08 Nov 2011
I know better than to write this particular post, especially after selling more copies of Lasso in the last month than since May 2007. Lasso is taking off again.
However, I'm going to write it anyway, if only because of the importance that Lasso developers hear good things about Lasso, to be used as ammunition to attract potential clients. We need to answer the "why Lasso?" in a way the client will understand and appreciate: Security.
Recently, I asked an open question on the LassoTalk list: "Is anyone on this list aware of a case where Lasso or Lasso code itself was definitively responsible for a compromised server?" Although I did receive some answers (which I will discuss later), I didn't receive very many responses.
Now every software vendor knows better than to bait a group of potential hackers by suggesting that their software is unhackable. Not that I would ever even consider such a foolhardy hubristic comment - it's just not true. I am certain that Lasso has vulnerabilities. Not because LassoSoft is aware of any (there are currently no known vulnerabilities in Lasso 8 or 9), but because I have seen enough of other products to note that issues can be identified many years after the product's release. Also, you can't sell door locks and claim that no-one has ever gotten through the door when they shouldn't have; any coder can just leave the door open, by mistake or intentionally.

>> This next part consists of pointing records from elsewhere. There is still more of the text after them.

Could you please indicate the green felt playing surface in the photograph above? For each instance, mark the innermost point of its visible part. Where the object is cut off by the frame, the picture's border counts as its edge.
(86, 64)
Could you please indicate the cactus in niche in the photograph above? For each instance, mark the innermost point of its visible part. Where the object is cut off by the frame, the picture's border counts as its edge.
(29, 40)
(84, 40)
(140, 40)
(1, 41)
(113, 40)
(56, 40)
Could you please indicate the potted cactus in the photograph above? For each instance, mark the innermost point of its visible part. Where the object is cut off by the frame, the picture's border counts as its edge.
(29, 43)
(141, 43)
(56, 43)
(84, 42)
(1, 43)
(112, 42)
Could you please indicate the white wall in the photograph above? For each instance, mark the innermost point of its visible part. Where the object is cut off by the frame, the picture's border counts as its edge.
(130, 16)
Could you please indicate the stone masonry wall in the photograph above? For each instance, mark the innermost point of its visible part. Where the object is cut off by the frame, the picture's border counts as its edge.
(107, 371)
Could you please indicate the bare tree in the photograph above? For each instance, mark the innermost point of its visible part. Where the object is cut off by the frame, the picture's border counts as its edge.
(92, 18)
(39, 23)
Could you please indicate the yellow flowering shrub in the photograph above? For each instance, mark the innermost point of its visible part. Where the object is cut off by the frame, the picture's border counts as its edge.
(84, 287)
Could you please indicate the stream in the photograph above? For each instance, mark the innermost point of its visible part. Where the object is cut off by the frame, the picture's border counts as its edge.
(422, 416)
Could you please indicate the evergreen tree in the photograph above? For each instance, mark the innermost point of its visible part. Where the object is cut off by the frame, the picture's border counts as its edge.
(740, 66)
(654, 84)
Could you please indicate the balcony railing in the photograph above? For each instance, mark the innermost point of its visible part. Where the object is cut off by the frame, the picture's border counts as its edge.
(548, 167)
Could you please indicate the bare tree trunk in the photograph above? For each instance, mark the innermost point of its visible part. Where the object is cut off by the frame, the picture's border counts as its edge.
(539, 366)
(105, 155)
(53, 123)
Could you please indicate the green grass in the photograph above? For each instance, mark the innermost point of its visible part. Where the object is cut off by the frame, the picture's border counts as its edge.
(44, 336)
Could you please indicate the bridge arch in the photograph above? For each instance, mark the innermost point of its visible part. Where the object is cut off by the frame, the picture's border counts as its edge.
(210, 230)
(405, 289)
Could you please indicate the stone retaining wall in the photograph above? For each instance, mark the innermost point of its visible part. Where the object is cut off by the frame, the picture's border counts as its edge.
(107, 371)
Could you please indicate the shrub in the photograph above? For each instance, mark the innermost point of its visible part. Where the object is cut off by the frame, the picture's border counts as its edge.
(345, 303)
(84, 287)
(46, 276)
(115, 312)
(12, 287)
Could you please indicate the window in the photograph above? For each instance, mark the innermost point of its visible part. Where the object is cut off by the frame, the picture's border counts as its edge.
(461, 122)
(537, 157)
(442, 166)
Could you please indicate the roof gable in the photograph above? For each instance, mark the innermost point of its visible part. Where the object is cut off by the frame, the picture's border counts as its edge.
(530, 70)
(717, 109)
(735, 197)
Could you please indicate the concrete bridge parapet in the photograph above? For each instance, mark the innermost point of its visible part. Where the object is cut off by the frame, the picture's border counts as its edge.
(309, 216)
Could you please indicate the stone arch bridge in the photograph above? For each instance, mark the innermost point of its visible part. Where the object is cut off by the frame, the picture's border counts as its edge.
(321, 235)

I would also render a guess that at some point or another there has been a server compromised as a result of Lasso code, and we are not aware of the issue. Either a) the person who created the code still isn't aware of the issue or b) the person left the Lasso world (possibly as a result of this issue!) and therefore I'm not aware of the incident.
Having said this - at this exact moment, I am not aware of a single instance in which Lasso itself was responsible for a compromised server. Even though Lasso has been around since the beginning of the commercialized web, and a number of vulnerabilities have been reported, Lasso code just hasn't been a target.
"Ah", you say, "That's because of Security through Obscurity. The few people in the world who use Lasso are too small a target."
I'd like to unpack this common comment a bit. If I do a simple search for "filetype" on Google, I get some interesting results about how many "known" Lasso pages Google has indexed;
filetype: rb - 1,560,000 (Ruby)
filetype: lasso - 6,140,000 (Lasso)
filetype: py - 10,900,000 (Python)
filetype: cfm - 504,000,000 (ColdFusion)
filetype: asp - 3,450,000,000 (Active Server Pages)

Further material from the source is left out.